The company continues to have a zero-debt balance sheet and it funds its capex from customers’ advance subscription money. Going by industry trends, nuclear families and young population have increased disposable income which they plan to spend on luxury and leisure products. As a result, demand for the company’s venues is likely to increase. Apart from this, improving pan India rail/ road/ air connectivity should help enhance tourism in new geographies.

The company is bound to see recovery in its revenues and cash flows as it receives membership money upfront and levies annual subscription fees. As a result, it is able to maintain consistency in cash flow.
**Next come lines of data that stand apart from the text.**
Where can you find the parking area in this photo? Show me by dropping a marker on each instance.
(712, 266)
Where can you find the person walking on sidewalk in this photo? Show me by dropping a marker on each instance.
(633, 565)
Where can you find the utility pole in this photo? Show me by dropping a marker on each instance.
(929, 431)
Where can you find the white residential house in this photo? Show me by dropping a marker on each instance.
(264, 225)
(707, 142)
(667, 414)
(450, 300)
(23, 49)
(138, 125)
It also has solid brand equity in leisure travel segment, and its healthy balance sheet and low working capital requirements should complement its growth strategies. Simply put, stable FCF generation, healthy demand outlook stemming from balance sheet, and market share should put the company in a strong position.

Disclosure:

I/we have no positions in any stocks mentioned, and no plans to initiate any positions within the next 72 hours.
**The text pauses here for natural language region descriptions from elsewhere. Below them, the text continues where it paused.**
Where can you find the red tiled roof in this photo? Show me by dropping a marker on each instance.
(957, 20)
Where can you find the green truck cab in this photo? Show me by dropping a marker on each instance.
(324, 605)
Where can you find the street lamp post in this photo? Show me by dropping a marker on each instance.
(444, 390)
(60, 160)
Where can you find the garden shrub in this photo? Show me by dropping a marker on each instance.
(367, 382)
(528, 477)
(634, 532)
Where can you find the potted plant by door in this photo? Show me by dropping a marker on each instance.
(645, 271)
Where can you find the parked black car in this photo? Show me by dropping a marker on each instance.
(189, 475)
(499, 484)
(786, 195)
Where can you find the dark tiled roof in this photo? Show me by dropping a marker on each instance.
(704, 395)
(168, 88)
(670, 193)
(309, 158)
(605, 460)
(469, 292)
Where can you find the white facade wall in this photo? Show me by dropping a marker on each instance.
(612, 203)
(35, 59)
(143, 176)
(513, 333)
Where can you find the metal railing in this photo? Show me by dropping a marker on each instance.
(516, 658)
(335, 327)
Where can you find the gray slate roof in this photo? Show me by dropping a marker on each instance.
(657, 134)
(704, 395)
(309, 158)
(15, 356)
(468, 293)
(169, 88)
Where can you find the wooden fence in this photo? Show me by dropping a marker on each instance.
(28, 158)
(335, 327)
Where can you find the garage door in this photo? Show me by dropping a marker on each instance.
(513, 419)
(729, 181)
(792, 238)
Business relationship disclosure:

I wrote this article myself, and it expresses my own opinions. I am not receiving compensation for it (other than from Stocx Research Club). I have no business relationship with any company whose stock is mentioned in this article.

Disclosure legality:

I am not a SEBI Registered individual/entity and the above research article is only for educational purpose and is never intended as trading/investment advice.